However, unlike Gates and Fox, Nickerson’s work with the students often has a heavier feeling about it, conveying the deep emotional issues many of the student witnesses still grapple with today. This includes ongoing frustrations around efforts to understand the nature of the event itself, as well as the trauma of trying to live a normal life without being branded a liar or mentally ill.
This message of trauma, and a hunt for acceptance, is without a doubt the heart of the film and is best conveyed by student witness Emily Trim.
Although not part of the original BBC documentary footage, viewers follow Trim in her return to Africa, and ultimately to the school where she and more than 60 other students had their traumatic, life-changing experience.
HOME AGAIN IN A FOREIGN LAND
Once back in Zimbabwe, Trim visits some past school staff members and their families, spends time with current students who know all about the 1994 event, and even stays at the home of one of her former teachers who is now running the school.

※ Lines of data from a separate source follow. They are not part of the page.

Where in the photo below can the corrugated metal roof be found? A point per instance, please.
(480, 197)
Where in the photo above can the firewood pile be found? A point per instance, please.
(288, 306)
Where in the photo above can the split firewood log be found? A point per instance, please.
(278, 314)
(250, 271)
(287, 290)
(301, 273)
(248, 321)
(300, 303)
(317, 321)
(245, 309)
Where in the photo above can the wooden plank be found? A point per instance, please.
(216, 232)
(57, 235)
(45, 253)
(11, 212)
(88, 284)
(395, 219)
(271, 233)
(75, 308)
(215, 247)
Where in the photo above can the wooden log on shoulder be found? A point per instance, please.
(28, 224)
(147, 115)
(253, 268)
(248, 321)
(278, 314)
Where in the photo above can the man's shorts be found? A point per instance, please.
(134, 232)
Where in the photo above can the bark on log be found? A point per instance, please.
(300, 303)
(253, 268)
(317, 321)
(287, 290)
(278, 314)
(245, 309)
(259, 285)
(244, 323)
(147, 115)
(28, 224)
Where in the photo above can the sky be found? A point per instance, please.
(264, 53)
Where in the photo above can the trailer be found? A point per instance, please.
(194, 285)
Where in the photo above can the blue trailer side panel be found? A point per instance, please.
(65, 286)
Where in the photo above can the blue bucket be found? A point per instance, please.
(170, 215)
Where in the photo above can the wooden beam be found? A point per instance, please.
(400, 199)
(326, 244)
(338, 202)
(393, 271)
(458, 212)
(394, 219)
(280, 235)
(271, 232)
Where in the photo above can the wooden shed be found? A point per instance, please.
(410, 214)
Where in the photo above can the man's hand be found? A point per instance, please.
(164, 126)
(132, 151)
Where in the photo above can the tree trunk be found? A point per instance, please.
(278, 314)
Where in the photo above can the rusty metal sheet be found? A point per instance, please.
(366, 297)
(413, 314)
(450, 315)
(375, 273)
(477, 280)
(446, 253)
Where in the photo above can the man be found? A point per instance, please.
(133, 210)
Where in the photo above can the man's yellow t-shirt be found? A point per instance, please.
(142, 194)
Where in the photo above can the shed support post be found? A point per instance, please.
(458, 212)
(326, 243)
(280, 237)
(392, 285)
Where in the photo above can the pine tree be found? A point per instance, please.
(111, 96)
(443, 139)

During her visit to the school itself, Trim is joined by one of her former classmates and a fellow witness. Together, the two women visit the location of their sighting before scanning through the archive of drawings and writings made by her and her fellow classmates back in 1994. This includes Trim’s original drawing.
This walk down memory lane, which constitutes much of the film’s second half, is regularly intermixed with clips of student witnesses seemingly shot at different times and locations since 1994, all sharing their feelings about, and recollections of, the event. These often emotional exchanges add a lot of new detail that hasn’t been reported before, while also revisiting the themes of pain and trauma left behind by the whole experience.
WHAT IS NEW IN ARIEL PHENOMENON?
Expectation is a funny thing, especially in the UFO/UAP game. For reporters and filmmakers alike, the expectation of a pending article or a new documentary typically follows a similar pattern.
First, there is the excitement that something new is coming. Next is the guessing game, where everyone tries to figure out what will and will not be revealed. And finally, there is the feature’s release, followed almost immediately by two distinct reactions: “This is amazing!” and “this is horrible!”
The Ariel Phenomenon documentary will undoubtedly be no different.
For the “this is amazing” crowd, a ton of new footage and interviews pepper the entire length of the doc. Some of this is simply a more detailed review of the same incident, but in some cases, it is completely new information and new recollections.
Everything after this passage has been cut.